Amended
IN
Assembly
March 23, 2010 |
Introduced by |
February 19, 2010 |
Existing law requires that, upon a breach of the obligation of a mortgage or transfer of an interest in property, the trustee, mortgagee, or beneficiary record a notice of default in the office of the county recorder where the mortgaged or trust property is situated and mail the notice of default to the mortgagor or trustor. Existing law provides that, after not less than 3 months after the filing of the notice of default, the parties described above may give notice of sale, stating the time and place of the sale, as specified.
This bill would prohibit the mortgagee, trustee, beneficiary, or authorized agent from giving notice of sale if the mortgagee, trustee, beneficiary, or authorized agent is currently in negotiations to modify the existing loan. The bill also would repeal a duplicative provision.
(c)
(a)Every transfer of an interest in property, other than in trust, made only as a security for the performance of another act, is to be deemed a mortgage, except when in the case of personal property it is accompanied by actual change of possession, in which case it is to be deemed a pledge. Where, by a mortgage created after July 27, 1917, of any estate in real property, other than an estate at will or for years, less than two, or in any transfer in trust made after July 27, 1917, of a like estate to secure the performance of an obligation, a power of sale is conferred upon the mortgagee, trustee, or any other person, to be exercised after a breach of the obligation for which that mortgage or transfer is a security, the power shall not be exercised except where the mortgage or transfer is
made pursuant to an order, judgment, or decree of a court of record, or to secure the payment of bonds or other evidences of indebtedness authorized or permitted to be issued by the Commissioner of Corporations, or is made by a public utility subject to the provisions of the Public Utilities Act, until all of the following apply:
(1)The trustee, mortgagee, or beneficiary, or any of their authorized agents shall first file for record, in the office of the recorder of each county wherein the mortgaged or trust property or some part or parcel thereof is situated, a notice of default. That notice of default shall include all of the following:
(A)A statement identifying the mortgage or deed of trust by stating the name or names of the trustor or trustors and giving the book and page, or instrument number, if applicable, where the mortgage or deed of trust is recorded or a description
of the mortgaged or trust property.
(B)A statement that a breach of the obligation for which the mortgage or transfer in trust is security has occurred.
(C)A statement setting forth the nature of each breach actually known to the beneficiary and of his or her election to sell or cause to be sold the property to satisfy that obligation and any other obligation secured by the deed of trust or mortgage that is in default.
(D)If the default is curable pursuant to Section 2924c, the statement specified in paragraph (1) of subdivision (b) of Section 2924c.
(2)Not less than three months shall elapse from the filing of the notice of default.
(3)After the lapse of the three months described in
paragraph (2), the mortgagee, trustee, or other person authorized to take the sale shall give notice of sale, stating the time and place thereof, in the manner and for a time not less than that set forth in Section 2924f.

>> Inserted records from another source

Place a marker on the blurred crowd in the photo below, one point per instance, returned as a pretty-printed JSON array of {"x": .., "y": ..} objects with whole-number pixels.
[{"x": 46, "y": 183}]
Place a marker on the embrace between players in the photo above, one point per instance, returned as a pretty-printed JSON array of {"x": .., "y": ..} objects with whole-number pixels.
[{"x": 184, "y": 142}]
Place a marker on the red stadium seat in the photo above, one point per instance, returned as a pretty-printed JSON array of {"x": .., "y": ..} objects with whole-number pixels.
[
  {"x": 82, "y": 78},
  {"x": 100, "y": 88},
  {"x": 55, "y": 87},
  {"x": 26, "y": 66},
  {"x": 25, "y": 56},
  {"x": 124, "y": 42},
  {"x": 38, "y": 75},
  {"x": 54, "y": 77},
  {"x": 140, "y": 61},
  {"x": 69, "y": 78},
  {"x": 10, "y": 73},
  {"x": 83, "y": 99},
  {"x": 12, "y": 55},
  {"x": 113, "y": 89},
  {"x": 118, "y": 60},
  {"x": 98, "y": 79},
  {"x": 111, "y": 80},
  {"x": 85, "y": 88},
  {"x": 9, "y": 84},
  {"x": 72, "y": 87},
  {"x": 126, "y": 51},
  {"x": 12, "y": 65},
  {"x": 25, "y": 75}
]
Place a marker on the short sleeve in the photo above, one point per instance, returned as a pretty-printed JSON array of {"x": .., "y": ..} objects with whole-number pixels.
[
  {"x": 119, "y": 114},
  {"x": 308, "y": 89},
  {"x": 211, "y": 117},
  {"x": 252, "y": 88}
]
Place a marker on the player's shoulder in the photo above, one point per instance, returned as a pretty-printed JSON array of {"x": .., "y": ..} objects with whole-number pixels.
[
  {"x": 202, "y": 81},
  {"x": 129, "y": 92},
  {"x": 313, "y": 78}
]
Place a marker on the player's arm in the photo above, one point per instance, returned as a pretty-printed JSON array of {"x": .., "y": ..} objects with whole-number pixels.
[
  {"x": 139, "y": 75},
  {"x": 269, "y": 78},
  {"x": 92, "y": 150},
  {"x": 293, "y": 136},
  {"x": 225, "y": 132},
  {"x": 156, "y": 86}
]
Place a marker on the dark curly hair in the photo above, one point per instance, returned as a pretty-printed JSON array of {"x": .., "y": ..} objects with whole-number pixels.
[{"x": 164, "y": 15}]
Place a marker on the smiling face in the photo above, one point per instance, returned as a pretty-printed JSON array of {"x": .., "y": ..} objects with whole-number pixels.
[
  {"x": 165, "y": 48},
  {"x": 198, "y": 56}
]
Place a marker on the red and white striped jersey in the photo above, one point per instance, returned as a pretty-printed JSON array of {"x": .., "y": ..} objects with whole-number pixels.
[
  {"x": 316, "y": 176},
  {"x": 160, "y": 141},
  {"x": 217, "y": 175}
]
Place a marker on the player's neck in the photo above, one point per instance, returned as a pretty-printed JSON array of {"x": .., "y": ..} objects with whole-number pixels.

The mortgagee, trustee, beneficiary, or authorized agent shall not give notice of sale if the mortgagee, trustee, beneficiary, or authorized agent is currently in negotiations to modify the existing loan.
(b)In performing acts required by this article, the trustee shall incur no liability for any good faith error resulting from reliance on information provided in good faith by the beneficiary regarding the nature and the amount of the default under the secured obligation, deed of trust, or mortgage. In performing the acts required by this article, a trustee shall not be subject to Title 1.6c (commencing with Section 1788) of Part 4.
(c)A recital in the deed executed pursuant to the power of sale of compliance with all requirements of law regarding the mailing of copies of notices or the publication of a copy of the notice of default or the
personal delivery of the copy of the notice of default or the posting of copies of the notice of sale or the publication of a copy thereof shall constitute prima facie evidence of compliance with these requirements and conclusive evidence thereof in favor of bona fide purchasers and encumbrancers for value and without notice.
(d)All of the following shall constitute privileged communications pursuant to Section 47:
(1)The mailing, publication, and delivery of notices as required by this section.
(2)Performance of the procedures set forth in this article.
(3)Performance of the functions and procedures set forth in this article if those functions and procedures are necessary to carry out the duties described in Sections 729.040, 729.050, and 729.080
of the Code of Civil Procedure.
(e)There is a rebuttable presumption that the beneficiary actually knew of all unpaid loan payments on the obligation owed to the beneficiary and secured by the deed of trust or mortgage subject to the notice of default. However, the failure to include an actually known default shall not invalidate the notice of sale and the beneficiary shall not be precluded from asserting a claim to this omitted default or defaults in a separate notice of default.
(f)This section shall become operative on January 1, 2011.